T-LGL leukemia is a rare lymphoproliferative disorder characterized by elevated numbers of CD3⁺CD8⁺CD57⁺ large granular lymphocytes (LGL) in the peripheral blood, spleen and bone marrow (O'Malley, 2007). T-LGL leukemia is often associated with granulocytopenia, or red cell aplasia and less so thrombocytopenia. Rheumatoid arthritis and autoimmune hemolytic anemia may also occur. IL-2 and IL-15 have been shown to induce lymphokine activated killer (LAK) cell activity in LGL. Resting NK cells and LGL lack the IL-2Rα subunit (CD25); however, its expression can be induced by the addition IL-2 to cells that express the IL-2R/IL-15β (CD122) and common γ -subunits (CD132) of the IL-2R demonstrating that the intermediate affinity receptor complex can signal for the induction of NK activity in LGL (Alileche et al., 2001). In addition, LGL can also be stimulated by IL-15 through the same receptor complex (Giri et al., 2005). It is hypothesized that the clinical hemocytopenias seen in T-LGL leukemia are a result of the enhanced NK activity of the leukemic cells. The Mik-β 1 antibody (anti-CD122), directed against the IL-2R/IL-15Rβ, can inhibit the trans-presentation of IL-15 to NK cells and T-cells, and subsequent IL-15-mediated effects (Tsudo et al., 1989; Kanegane and Tostato, 1996; Guex-Crosier et al., 1997; Kobayashi, 2005).

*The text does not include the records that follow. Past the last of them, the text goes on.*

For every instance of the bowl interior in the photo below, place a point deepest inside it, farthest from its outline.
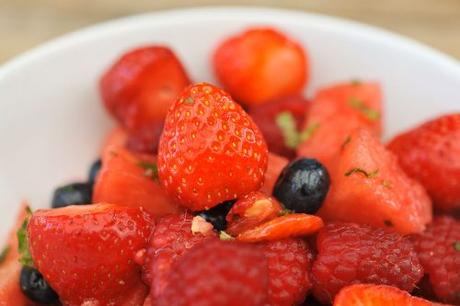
(52, 122)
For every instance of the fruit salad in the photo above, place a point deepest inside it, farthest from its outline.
(245, 192)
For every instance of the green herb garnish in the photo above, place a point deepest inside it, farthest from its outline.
(362, 171)
(370, 113)
(23, 242)
(150, 170)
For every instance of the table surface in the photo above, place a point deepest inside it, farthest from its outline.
(27, 23)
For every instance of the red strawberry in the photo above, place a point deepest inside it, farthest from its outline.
(438, 249)
(334, 113)
(350, 253)
(139, 88)
(368, 186)
(377, 295)
(10, 292)
(261, 65)
(210, 150)
(250, 211)
(430, 153)
(289, 263)
(131, 180)
(279, 122)
(86, 253)
(171, 239)
(275, 165)
(218, 273)
(287, 226)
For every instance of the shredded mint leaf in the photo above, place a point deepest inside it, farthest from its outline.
(150, 170)
(456, 246)
(308, 132)
(360, 170)
(23, 242)
(4, 253)
(370, 113)
(223, 235)
(286, 122)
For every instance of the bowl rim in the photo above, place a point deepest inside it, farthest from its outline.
(182, 15)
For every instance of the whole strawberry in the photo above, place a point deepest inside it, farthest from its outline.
(438, 249)
(86, 253)
(430, 154)
(171, 238)
(289, 264)
(218, 273)
(210, 150)
(350, 253)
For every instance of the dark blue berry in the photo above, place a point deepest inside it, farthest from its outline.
(216, 215)
(302, 186)
(94, 170)
(35, 287)
(72, 194)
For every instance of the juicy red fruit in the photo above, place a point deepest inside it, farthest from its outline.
(267, 115)
(430, 154)
(349, 253)
(210, 150)
(138, 90)
(438, 249)
(289, 265)
(69, 247)
(170, 240)
(218, 273)
(261, 65)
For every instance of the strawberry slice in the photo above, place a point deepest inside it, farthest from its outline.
(377, 295)
(287, 226)
(87, 252)
(131, 180)
(138, 90)
(250, 211)
(368, 186)
(334, 113)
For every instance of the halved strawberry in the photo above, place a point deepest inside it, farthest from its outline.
(275, 165)
(287, 226)
(377, 295)
(334, 113)
(87, 252)
(250, 211)
(131, 180)
(279, 121)
(368, 186)
(138, 89)
(261, 65)
(10, 268)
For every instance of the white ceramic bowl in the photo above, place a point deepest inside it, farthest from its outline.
(52, 122)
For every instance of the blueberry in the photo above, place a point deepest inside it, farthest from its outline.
(72, 194)
(35, 287)
(94, 170)
(302, 186)
(216, 215)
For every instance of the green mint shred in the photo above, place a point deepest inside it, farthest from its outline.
(223, 235)
(358, 104)
(362, 171)
(6, 250)
(150, 170)
(287, 124)
(23, 242)
(456, 246)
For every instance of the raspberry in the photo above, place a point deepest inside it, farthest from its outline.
(351, 253)
(218, 273)
(438, 249)
(171, 238)
(289, 263)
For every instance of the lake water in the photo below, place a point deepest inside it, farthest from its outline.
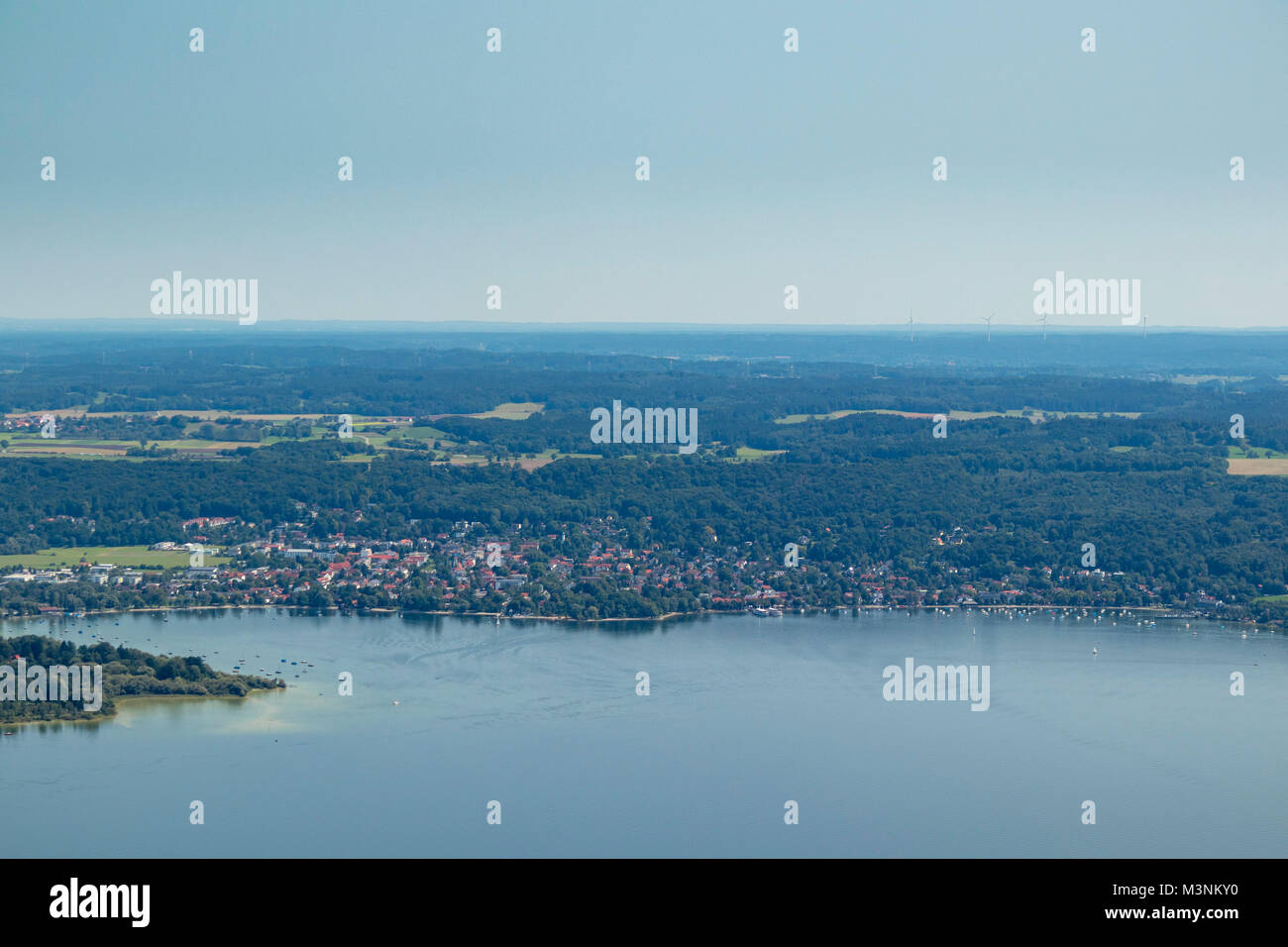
(743, 714)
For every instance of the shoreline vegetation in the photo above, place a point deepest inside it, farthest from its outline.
(127, 673)
(1167, 612)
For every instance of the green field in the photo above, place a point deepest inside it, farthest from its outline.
(115, 556)
(1232, 451)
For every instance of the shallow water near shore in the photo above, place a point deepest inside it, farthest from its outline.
(743, 714)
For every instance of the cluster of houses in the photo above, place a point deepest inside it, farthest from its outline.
(472, 562)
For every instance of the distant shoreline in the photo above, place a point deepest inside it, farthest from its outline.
(1151, 611)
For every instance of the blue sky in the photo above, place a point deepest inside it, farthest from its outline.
(518, 169)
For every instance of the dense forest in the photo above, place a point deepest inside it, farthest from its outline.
(1034, 466)
(127, 673)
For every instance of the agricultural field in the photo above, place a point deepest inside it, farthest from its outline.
(95, 556)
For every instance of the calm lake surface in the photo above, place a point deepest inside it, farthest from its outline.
(743, 714)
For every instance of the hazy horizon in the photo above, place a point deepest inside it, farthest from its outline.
(768, 167)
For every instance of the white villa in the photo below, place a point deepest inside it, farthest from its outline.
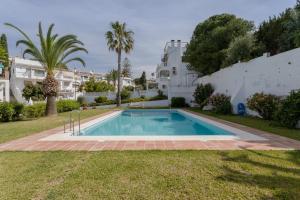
(25, 71)
(172, 71)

In a Phase I trial, 12 patients with T-LGL leukemia and hemocytopenias received the murine Mik-β 1 antibody at doses of 0.5, 1.0 or 1.5 mg/kg on Days 1, 4, 7, and 10 (Morris et al., 2006). Surprisingly, no patient developed a neutralizing antibody response to the murine antibody. Greater than 95% saturation of CD122 was achieved in all patients, and down-modulation of CD122 was observed in seven patients. Clinical side effects were minor; however, no responses in terms of decreases in T-LGL cell counts or improvement in hemocytopenias were seen. The lack of response may be the result of the short half-life of the murine antibody in man. In addition, down-modulation of CD122 after binding of the antibody reduced the amount of the receptor on the surface of the LGL cells and may have impacted the efficacy of the Mik-β 1 antibody. A Phase I safety and pharmacokinetic study of the humanized form of the antibody, Hu-Mik-β 1, in T-LGL leukemia is currently in progress. Hu-Mik-β 1 is expected to have a more efficacious pharmacokinetic profile (Hakimi et al., 1993; Tinubu et al., 1994).

CONCLUSIONS

T-Cell leukemias and lymphomas represent a heterogeneous group of lymphoid neoplasms. Tumor responses and the remission duration achieved by these patients with currently available chemotherapy regimens are suboptimal. These patients have an overall poorer outcome when compared to their B-cell lymphoma counterparts. Malignant T-cells express a number of potential targets for receptor-directed therapy. Monoclonal antibodies such as alemtuzumab (anti-CD52) have shown meaningful clinical activity in a variety of T-cell malignancies; however, no monoclonal antibody with therapeutic activity comparable to that of rituximab in B-cell lymphoma has been introduced for the treatment of T-cell lymphoma. A number of investigational antibodies and immunotoxins directed against targets such as CD2, CD4, CD25, CD30, and CD122 hold promise for the future. Receptor-directed therapy of T-cell malignancies will no doubt continue to be an area of active interest and expanding clinical trials.